Doukeris went on to say that the recovery of the Bud Light brand has not been at “the fast pace that we were expecting or that we’ve been working for”.

However, he added: “What we lost is on Bud Light and we’ve recovered across the portfolio.”

In the group’s fourth quarter, revenue declined by 17% in the US, due to the decline of Bud Light. EBITDA dropped by 34%.

Group volumes were down 2.6% in the three-month period. The weakness was driven by North America, where volumes fell 15.3%.

AB InBev and China

For the full twelve months, AB InBev’s total volumes declined 1.7% as growth in its “Middle Americas”, Africa and Asia Pacific businesses was primarily offset by the performance in the US and a softening industry in Europe.

However, the Stella Artois brewer returned more successful numbers on the other side of the world in China, where it saw top-line growth of 11% and EBITDA up 32%.

AB InBev said its “premium and super-premium brands continued to outperform growing revenue by double digits and rising overall market share gains”.

Doukeris told analysts: “We continue to see premiumisation as a very strong trend and, our brands both in premium and in super-premium, they grew double digits performance very well in China.

“We see a little bit of ... bifurcation. When you take the core [brands] with a performance that was a little bit below what we were expecting, let’s say, for the recovery of China but, combined, China had a very decent industry last year in revenue and good volumes – not great but good volumes led by premium and super-premium.”

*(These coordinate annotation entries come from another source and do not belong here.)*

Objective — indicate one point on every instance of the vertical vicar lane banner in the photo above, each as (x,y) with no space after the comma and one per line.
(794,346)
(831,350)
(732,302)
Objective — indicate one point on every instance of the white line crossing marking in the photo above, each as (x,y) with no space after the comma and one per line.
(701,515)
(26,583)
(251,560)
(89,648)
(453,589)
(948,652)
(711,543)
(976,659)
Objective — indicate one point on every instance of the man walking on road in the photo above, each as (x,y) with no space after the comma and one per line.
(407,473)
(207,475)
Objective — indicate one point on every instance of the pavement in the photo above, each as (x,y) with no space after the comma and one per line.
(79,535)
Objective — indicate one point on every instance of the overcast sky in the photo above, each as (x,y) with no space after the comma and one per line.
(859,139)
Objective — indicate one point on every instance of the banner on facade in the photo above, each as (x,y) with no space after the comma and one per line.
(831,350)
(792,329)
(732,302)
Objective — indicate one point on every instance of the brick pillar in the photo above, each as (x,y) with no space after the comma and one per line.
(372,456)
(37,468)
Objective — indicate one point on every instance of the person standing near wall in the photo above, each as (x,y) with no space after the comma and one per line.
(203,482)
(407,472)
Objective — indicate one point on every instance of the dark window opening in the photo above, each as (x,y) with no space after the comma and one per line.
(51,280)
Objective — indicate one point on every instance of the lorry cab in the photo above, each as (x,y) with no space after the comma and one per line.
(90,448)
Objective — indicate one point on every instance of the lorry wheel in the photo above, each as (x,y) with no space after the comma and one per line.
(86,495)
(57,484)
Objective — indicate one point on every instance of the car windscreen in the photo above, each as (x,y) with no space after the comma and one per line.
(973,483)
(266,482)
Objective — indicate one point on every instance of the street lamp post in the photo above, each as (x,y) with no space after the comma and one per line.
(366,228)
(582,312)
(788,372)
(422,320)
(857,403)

He added: “I would say that we’ll need to see more of a spring, maybe the beginning of summer to have a very clear indication on what’s going to be the direction overall for the industry. But it’s clear to this point I would say that premium and super-premium will continue to perform well., while core, value [brands] we need to keep an eye on.”

Capex spend may come down

AB InBev’s outlook for 2024 included reduced investment on capital expenditure compared to the two previous years, forecasting between $4bn and $4.5bn, compared to $4.5bn in 2023.

CFO Fernando Tennenbaum said lower capex is a strategic decision to help “optimise the business”.

Doukeris added: “We are able now to code and develop tools leading with efficiencies for example, close to 20% in cost per hour, because of the usage of AI. So, a practical use of AI is enabling us to do more, which is what we need to do with foreign investments, but [through] spending a lower capex cost, and I believe that this is sustainable.

“If you look at this context, as a percentage of net revenue in the last three years, we’ve been improving the efficiency each and every year, not investing less, but doing more with your investments.”

AB InBev, also home to brands including Leffe and Hoegaarden, posted annual revenue of $59.38bn, a 7.8% rise on an organic basis. Volumes fell 1.7%, organically.

“Normalised” EBIT, an AB InBev measure given “before non-underlying items”, was $14.59bn, compared to $14.77bn in 2023.

Profit attributable to equity holders of AB InBev was $5.34bn versus $5.97bn a year earlier.